Y, en cuanto a la francesa, la de los benedictinos del Atlas argelino asediados por extremistas islámicos, me reencontré con Michael Lonsdale, un actor infalible desde los tiempos de Moonraker, de apariciones últimamente tan perfectas como las de Lo que queda del día o El nombre de la rosa. Ahora, a sus ochenta años, borda a un monje que cada vez que aparece reclama la película entera, aparte de que le da vida y emoción auténtica, e incluso un poco de sentido del humor.

De modo que voy al cine y salgo satisfecho de haber visto a dos buenos secundarios. Me carga el realismo documental como materia de ficción, ese invento de los jesuitas para usurpar la imaginación y colocar a sus ratones de biblioteca en el lugar de los genios del arte. No disfruto de la historia y me entretengo en premios menores: los excelentes actores secundarios o la ambientación y el decorado del monasterio, o esos incomparables suelos ingleses, cuya presencia permanente ya casi amortiza la entrada.

9.1.11

Libros de familia

Cuando voy a Teruel no suelo meter libros en la maleta. Siempre están las novedades de temas locales de la librería Perruca, y sobre todo los libros que nunca saqué de mi cuarto mientras fui al colegio, antes de marcharme de la ciudad. Todos los años abro algún libro de Baroja el día de su cumpleaños, el 28 de diciembre, y a veces lo vuelvo a leer y a veces no. Esta vez abrí Las inquietudes de Shanti Andía, en edición de Austral, con recuadro de portada y toda la contraportada de color azul moteado de puntos blancos y forrado con el plástico con el que se forraban los libros de ir a la escuela.
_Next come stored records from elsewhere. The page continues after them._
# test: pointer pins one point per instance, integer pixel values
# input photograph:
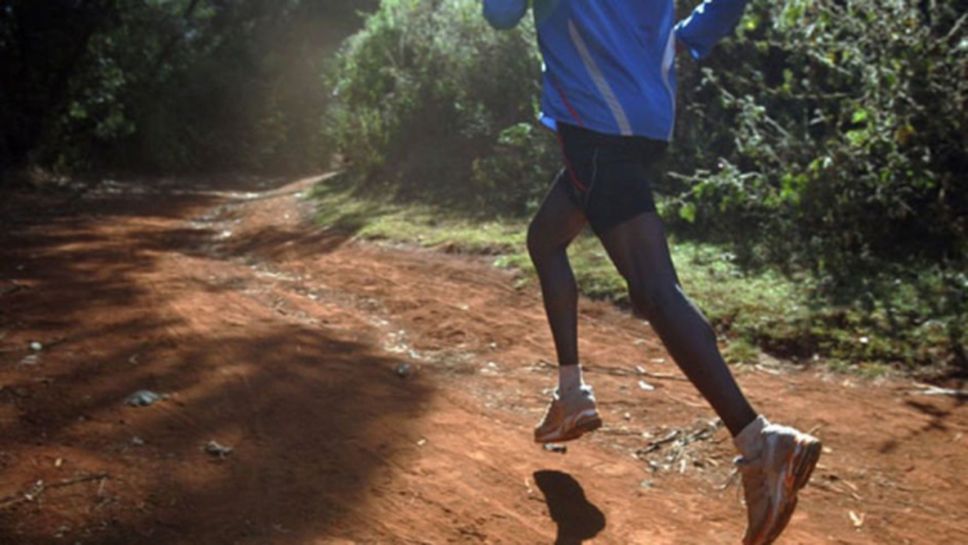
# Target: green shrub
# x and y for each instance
(431, 100)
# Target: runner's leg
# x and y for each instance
(639, 250)
(555, 225)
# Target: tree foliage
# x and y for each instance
(826, 136)
(166, 84)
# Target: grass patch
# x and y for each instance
(896, 324)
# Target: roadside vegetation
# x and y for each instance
(816, 189)
(816, 192)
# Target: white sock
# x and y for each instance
(569, 378)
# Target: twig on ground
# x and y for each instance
(37, 489)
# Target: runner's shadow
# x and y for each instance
(576, 517)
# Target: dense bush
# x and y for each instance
(430, 99)
(837, 139)
(826, 137)
(166, 85)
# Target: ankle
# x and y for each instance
(570, 377)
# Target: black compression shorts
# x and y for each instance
(609, 177)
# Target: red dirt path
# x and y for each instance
(281, 340)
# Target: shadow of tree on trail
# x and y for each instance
(315, 414)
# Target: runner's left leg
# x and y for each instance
(639, 250)
(572, 411)
(555, 225)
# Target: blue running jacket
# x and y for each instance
(610, 64)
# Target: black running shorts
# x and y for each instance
(609, 177)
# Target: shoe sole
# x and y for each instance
(804, 461)
(584, 425)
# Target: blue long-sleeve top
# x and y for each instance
(610, 64)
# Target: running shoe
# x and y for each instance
(569, 416)
(776, 463)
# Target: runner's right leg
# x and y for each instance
(572, 411)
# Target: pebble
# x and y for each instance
(404, 370)
(216, 449)
(143, 398)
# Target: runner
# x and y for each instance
(609, 94)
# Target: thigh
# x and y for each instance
(559, 219)
(640, 252)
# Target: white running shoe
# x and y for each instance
(776, 463)
(569, 416)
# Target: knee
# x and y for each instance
(652, 302)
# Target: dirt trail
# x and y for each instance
(282, 341)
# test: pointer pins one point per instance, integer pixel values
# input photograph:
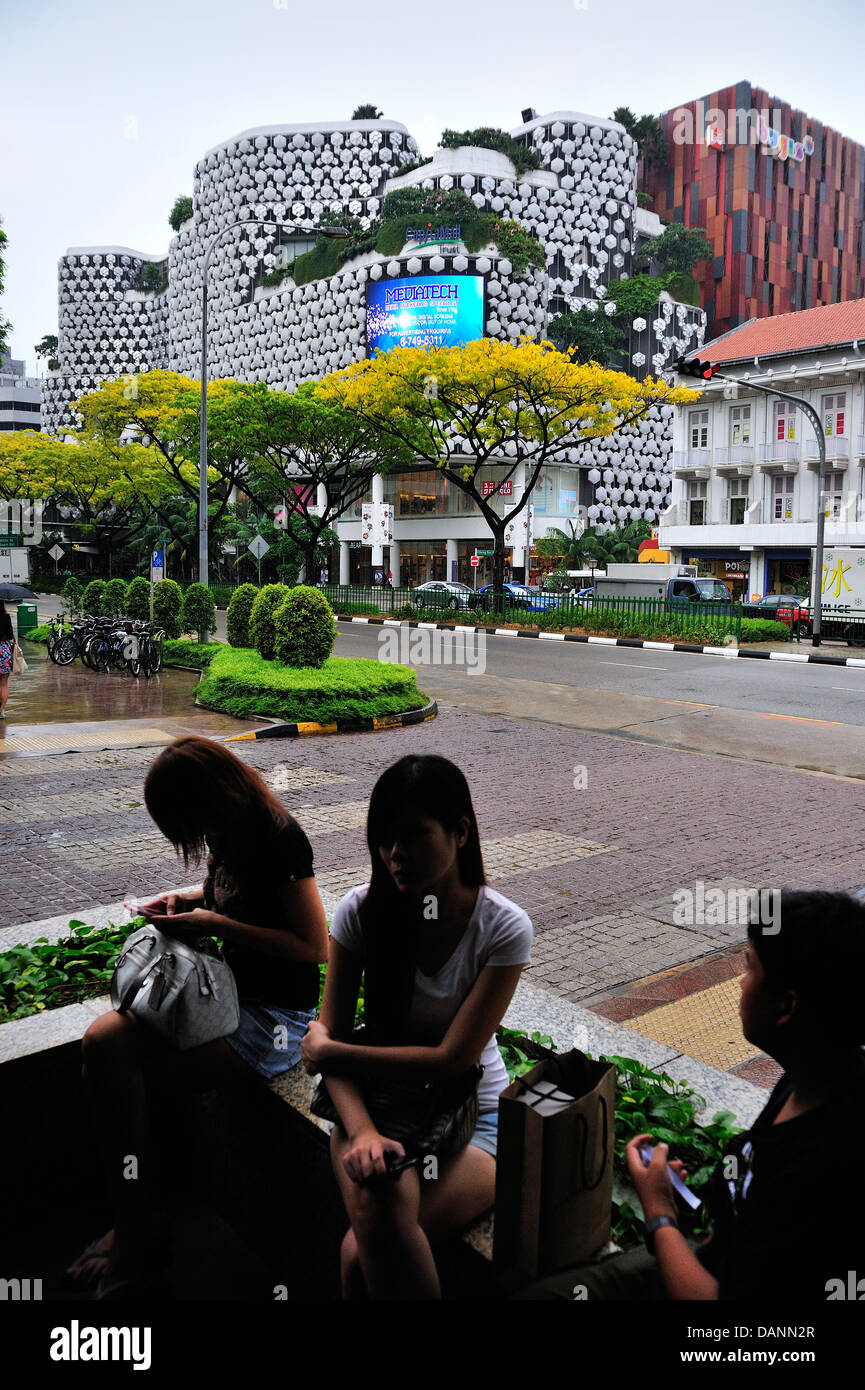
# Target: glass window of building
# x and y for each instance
(698, 428)
(697, 501)
(737, 496)
(782, 496)
(835, 413)
(740, 426)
Entre las sensaciones más gratificantes de la infancia está sin duda el momento en que, todavía en la cama, oía entre sueños el sonido de esos libros forrados de plástico a medida que mi hermana Pilar los iba metiendo en la cartera para ir al instituto. Los plásticos amarillean un poco y les han salido arrugas tirantes pero se conservan fuertes. Conservo varias joyas de mi iniciación lectora forradas con ese plástico. Este año, con el tiempo aborrascado, me arrojé sin dudarlo a ese mar romántico y menestral, bravío y cotidiano con que Baroja, al principio de este libro, nos regaló una de las cumbres de la prosa en español, para que luego digan que escribía sin estilo.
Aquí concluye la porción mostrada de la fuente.